Dios nos está diciendo con claridad meridiana que cuando se trata de perdonar, NO tenemos opciones, a menos que decidamos renunciar a nuestra salvación
La fraseología del perdón que se encuentra en el Padrenuestro tiene dos lados. El primero tiene que ver con la actitud de Dios hacia el pecador (y perdónanos nuestras deudas); el segundo, es la actitud de un pecador hacia otro pecador, (como también nosotros perdonamos a nuestros deudores). Dios no tiene ninguna dificultad para perdonarnos; nosotros, en cambio, sí las tenemos y eso es, precisamente, lo que exige una comprensión cabal de esta doctrina.
El evangelista Marcos recoge una sentencia lapidaria de Jesús: “Y cuando estéis orando, perdonad, si tenéis algo contra alguno, para que también vuestro Padre que está en los cielos os perdone a vosotros vuestras ofensas. Porque si vosotros no perdonáis, tampoco vuestro Padre que está en los cielos os perdonará vuestras ofensas” (Marcos 11:25-26). Esa es una declaración bíblica demasiado importante. Dios nos está diciendo con claridad meridiana que cuando se trata de perdonar, NO tenemos opciones, a menos que decidamos renunciar a nuestra salvación. Es decir, si no podemos perdonar a otros, Dios tampoco nos perdonará.

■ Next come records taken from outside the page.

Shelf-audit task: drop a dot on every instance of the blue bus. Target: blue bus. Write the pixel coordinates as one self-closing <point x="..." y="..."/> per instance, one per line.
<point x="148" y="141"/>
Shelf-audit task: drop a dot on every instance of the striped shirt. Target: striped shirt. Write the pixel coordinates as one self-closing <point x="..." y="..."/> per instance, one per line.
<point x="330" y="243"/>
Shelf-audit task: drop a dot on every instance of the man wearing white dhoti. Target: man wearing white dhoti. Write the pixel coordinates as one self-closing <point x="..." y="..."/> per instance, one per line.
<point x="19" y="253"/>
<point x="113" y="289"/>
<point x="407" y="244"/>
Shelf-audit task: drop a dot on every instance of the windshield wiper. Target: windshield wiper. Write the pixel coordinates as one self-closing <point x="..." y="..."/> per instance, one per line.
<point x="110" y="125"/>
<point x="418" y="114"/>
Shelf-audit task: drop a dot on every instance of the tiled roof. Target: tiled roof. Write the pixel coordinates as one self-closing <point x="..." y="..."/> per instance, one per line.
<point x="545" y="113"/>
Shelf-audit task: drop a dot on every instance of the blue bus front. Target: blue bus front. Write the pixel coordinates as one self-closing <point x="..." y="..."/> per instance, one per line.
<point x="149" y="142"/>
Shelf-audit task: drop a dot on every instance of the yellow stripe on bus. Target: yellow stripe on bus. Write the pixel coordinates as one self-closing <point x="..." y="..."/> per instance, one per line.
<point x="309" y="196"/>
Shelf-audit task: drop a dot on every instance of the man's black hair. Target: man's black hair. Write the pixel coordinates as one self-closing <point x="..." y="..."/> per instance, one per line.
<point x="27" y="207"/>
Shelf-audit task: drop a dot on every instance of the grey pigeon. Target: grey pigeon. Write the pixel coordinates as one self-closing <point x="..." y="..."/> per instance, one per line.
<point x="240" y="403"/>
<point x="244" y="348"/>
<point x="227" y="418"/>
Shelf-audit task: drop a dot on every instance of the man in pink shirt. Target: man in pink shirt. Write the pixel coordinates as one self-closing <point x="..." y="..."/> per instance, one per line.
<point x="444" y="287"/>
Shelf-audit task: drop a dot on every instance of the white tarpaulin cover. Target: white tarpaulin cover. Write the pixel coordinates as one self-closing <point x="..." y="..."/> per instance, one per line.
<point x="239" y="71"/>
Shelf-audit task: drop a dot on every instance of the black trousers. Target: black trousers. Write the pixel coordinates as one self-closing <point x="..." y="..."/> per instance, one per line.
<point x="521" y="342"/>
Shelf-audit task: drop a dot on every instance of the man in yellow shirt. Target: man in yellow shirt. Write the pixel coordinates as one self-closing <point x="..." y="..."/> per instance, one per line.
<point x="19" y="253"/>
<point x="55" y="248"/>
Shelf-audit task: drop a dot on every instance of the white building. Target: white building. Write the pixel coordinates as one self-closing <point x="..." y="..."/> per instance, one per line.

A las personas les cuesta perdonar a otros porque perdonar significa pasar por alto o No cobrar. Ahora bien, es necesario corregir una postura antibíblica que pregona que perdonar es olvidar. El olvido no es un acto que el hombre pueda manejar voluntariamente; el perdón sí lo es. No es preciso olvidar la ofensa para que el perdón se verifique. Lo necesario es comportarse con el ofensor como si hubiéramos olvidado el agravio.